Figure S5c shows a knot and the corresponding bracket structure is shown below in Fig. S5d. Both stems in Fig. S5c contain 14 base pairs (bp). Since the helical axis makes a rotation of 360o every 10 bps, this means that the structure in Fig. S5c is tangled in a knot. There is no reason why such a structure cannot form. Indeed, knots are known to form in some rare proteins [2,3]. However, it is not a pseudoknot and the current approach is not designed to estimate its existence or the likelihood of its formation. One important feature of a pseudoknot is, therefore, that the linkage stem (here shown in red) must be shorter than 10 contiguous bps. Figure S5e shows two stem-hairpins-loops (blue and purple) that are joined by a linkage stem (red). The stems are all short as in Fig. S5a. This is a pseudoknot, sometimes referred to as a kissing
loop.
It is also known as an ABACBC pseudoknot. It is also observed in a number of places,
although less frequently than H-type pseudoknots. The corresponding bracket notation for this structure is shown below (Fig. S5f). Figure S5g shows a structure intermediate between Figs. S5a and c. This structure is also an H-type pseudoknot.

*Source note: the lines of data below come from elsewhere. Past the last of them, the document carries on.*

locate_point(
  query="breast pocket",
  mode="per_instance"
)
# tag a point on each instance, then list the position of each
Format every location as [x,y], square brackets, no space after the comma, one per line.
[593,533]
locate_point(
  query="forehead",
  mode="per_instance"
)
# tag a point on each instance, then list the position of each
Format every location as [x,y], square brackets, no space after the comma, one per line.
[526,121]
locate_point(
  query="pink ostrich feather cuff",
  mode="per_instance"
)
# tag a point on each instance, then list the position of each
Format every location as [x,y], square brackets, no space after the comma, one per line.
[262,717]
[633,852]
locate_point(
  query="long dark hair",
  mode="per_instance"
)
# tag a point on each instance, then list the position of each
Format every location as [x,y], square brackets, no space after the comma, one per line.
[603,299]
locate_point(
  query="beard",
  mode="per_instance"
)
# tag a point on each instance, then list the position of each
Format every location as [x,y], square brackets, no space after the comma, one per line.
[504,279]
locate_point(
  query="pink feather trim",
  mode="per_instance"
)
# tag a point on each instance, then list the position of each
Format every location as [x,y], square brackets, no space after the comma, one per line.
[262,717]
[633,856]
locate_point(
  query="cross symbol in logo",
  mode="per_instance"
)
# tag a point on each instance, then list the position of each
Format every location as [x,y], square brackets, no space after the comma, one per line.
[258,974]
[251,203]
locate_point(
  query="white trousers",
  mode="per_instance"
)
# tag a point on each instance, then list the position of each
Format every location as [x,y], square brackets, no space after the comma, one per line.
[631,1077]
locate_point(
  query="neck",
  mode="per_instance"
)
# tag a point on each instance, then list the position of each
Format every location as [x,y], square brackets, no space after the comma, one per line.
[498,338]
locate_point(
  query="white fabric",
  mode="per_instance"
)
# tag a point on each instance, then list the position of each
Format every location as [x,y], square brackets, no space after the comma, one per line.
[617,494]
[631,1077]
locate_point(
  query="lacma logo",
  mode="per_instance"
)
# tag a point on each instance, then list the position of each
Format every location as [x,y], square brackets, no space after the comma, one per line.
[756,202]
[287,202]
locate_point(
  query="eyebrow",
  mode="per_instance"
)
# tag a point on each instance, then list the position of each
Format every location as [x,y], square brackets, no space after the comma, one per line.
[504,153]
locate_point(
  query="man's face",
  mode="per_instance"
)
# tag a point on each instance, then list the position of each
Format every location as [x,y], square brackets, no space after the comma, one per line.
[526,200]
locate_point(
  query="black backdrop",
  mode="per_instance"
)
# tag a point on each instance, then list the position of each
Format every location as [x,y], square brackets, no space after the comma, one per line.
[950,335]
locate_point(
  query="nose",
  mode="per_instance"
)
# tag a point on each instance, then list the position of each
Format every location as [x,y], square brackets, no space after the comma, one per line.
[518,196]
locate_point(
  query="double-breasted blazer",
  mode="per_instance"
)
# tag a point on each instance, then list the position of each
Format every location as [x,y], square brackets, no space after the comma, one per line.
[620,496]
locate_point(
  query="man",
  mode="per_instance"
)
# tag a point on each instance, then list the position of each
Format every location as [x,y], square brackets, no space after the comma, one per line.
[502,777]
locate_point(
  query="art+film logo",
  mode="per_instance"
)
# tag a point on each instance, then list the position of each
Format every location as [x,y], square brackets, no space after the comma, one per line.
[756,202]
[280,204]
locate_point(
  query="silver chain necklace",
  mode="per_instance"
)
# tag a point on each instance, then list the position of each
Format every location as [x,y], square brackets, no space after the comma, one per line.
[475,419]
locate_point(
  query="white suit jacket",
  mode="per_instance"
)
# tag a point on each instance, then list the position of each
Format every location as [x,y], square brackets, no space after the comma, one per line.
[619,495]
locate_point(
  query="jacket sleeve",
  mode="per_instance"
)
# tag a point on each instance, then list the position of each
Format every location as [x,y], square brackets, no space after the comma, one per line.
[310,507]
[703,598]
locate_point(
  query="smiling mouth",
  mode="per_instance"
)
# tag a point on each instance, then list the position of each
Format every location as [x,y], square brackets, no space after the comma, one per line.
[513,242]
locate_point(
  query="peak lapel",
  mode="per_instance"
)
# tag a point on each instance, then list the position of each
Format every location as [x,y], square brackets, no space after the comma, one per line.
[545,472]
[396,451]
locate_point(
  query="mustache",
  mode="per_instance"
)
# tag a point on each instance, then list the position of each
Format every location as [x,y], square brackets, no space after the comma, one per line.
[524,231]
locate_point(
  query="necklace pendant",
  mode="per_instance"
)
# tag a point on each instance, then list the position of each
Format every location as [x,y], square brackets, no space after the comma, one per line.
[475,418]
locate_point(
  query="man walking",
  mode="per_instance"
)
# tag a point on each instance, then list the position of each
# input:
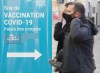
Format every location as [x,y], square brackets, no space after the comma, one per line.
[78,44]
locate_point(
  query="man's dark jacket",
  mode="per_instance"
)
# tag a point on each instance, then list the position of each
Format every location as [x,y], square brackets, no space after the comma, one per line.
[78,48]
[59,34]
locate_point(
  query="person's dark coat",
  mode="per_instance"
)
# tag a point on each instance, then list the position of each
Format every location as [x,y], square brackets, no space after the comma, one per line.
[78,48]
[59,34]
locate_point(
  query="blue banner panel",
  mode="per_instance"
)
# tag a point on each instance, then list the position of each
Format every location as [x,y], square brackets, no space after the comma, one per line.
[25,36]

Here we see a necessary condition for defining a segment as a linkage stem
and the most important distinction between a knot and a pseudoknot: a linkage stem cannot contain more than 9 contiguous bps. When an internal loop breaks the continuity, this rule may not necessarily apply. Therefore, longer overall structure could form, but only if the stem is not contiguous. Moreover, this would have to be considered on a case by case basis. As a final curiosity, in Fig. S6, a secondary structure (left hand side) and its corresponding knot (right hand side) are shown in equilibrium. The knot renders a peculiar 2D illusion perhaps reminiscent of artist M.C. Escher’s “Belvedere” (1958). The knotted structure could conceivably exist in chemical equilibrium with a standard secondary structure, though electrostatic effects may render it less favorable thermodynamically. It could result from a simple misfolding.
secondary structure
Belvedere knot
Supplement Figure S6. A special type of knot (right hand side) that becomes entangled due to the way the structure folds up. The two dimensional nature of the RNA schematics tends to hide curious possibilities as this. The knot is seen in equilibrium between the unknotted structure (left hand side) and the “Belvedere knot” (right hand side).

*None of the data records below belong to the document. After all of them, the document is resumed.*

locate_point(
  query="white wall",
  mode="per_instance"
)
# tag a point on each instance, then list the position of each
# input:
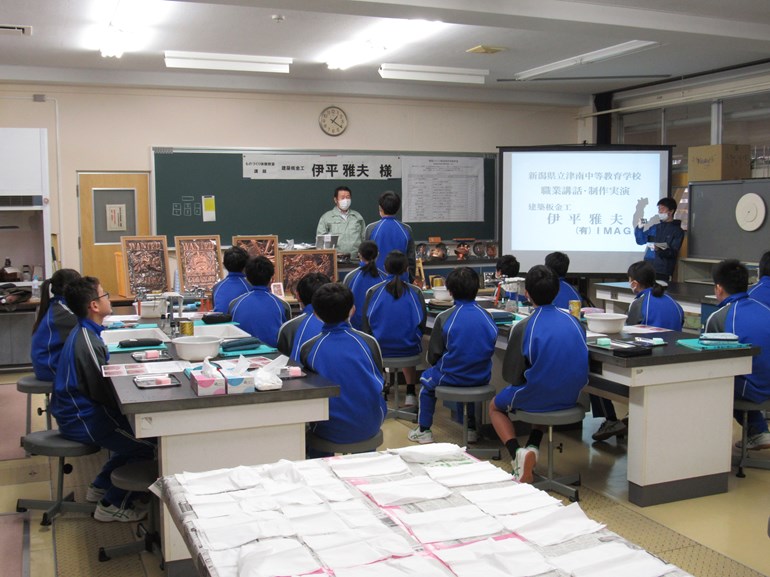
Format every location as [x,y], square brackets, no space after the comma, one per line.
[106,129]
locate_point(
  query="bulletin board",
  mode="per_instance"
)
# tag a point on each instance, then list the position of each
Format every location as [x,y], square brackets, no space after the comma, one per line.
[289,209]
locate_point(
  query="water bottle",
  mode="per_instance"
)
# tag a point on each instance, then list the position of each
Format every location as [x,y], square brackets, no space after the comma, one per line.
[36,288]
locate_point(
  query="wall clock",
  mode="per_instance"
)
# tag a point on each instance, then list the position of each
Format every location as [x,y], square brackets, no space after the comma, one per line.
[333,120]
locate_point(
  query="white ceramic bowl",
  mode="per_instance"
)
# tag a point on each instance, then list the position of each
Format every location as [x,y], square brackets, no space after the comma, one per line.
[605,322]
[196,348]
[441,294]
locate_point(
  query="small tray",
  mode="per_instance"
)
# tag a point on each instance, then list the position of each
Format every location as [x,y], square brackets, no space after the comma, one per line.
[141,356]
[150,382]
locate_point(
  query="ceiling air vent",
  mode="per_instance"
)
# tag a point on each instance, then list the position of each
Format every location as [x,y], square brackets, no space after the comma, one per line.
[12,30]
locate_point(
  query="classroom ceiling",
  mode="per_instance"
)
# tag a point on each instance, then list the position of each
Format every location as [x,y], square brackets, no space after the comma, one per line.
[693,36]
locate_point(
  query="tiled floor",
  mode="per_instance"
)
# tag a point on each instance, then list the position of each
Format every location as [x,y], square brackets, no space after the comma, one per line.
[733,524]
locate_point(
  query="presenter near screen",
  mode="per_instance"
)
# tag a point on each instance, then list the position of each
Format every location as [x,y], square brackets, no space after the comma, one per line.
[342,221]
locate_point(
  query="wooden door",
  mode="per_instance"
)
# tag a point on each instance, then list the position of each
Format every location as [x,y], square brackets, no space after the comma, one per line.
[111,205]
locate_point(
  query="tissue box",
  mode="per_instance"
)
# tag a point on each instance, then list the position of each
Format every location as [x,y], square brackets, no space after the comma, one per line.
[237,384]
[207,386]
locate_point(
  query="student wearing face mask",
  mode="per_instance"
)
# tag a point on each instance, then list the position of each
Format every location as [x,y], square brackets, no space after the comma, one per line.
[663,236]
[343,221]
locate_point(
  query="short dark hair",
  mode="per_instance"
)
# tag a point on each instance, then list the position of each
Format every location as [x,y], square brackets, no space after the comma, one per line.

Functional RNA structures that contain knots of the form shown in Figs. S5c or S6 are currently unknown or have not been reported. However, pseudoknots are often observed in functional RNA structures, particularly H-type pseudoknots (Fig. S5a). Single strand RNA sequences such as messenger RNA with introns can have sequences with lengths that number in the tens of thousands of nucleotides. With such a propensity for a few simple cords to become tangled, and, since the cell
can have many thousands of protein and RNA strands present within the cellular environment, this suggests that there is a fair amount of effort made within the cell to prevent or get rid of knots [2]. In this work, we are concerned with the prediction of pseudoknots. These structures have the property that they can be evaluated as structures resulting from reversible folding.
References 1.
Hofacker IL, Fontana W, Stadler PF, Bonhoeffer S, Tacker M, et al. (1994) Fast folding and comparison of RNA secondary structures. Monatshefte f Chemie 125: 167-188.
2.
Lua RC, Grosberg Y (2006) Statistics of knots, geometry of conformations, and evolution of proteins. PLoS Comp Biol 2: e45.
3.
Virnau P, Mirny LA, and Kardar M (2006) Intricate knots in proteins: function and evolution. PLoS Comp Biol 2: e122.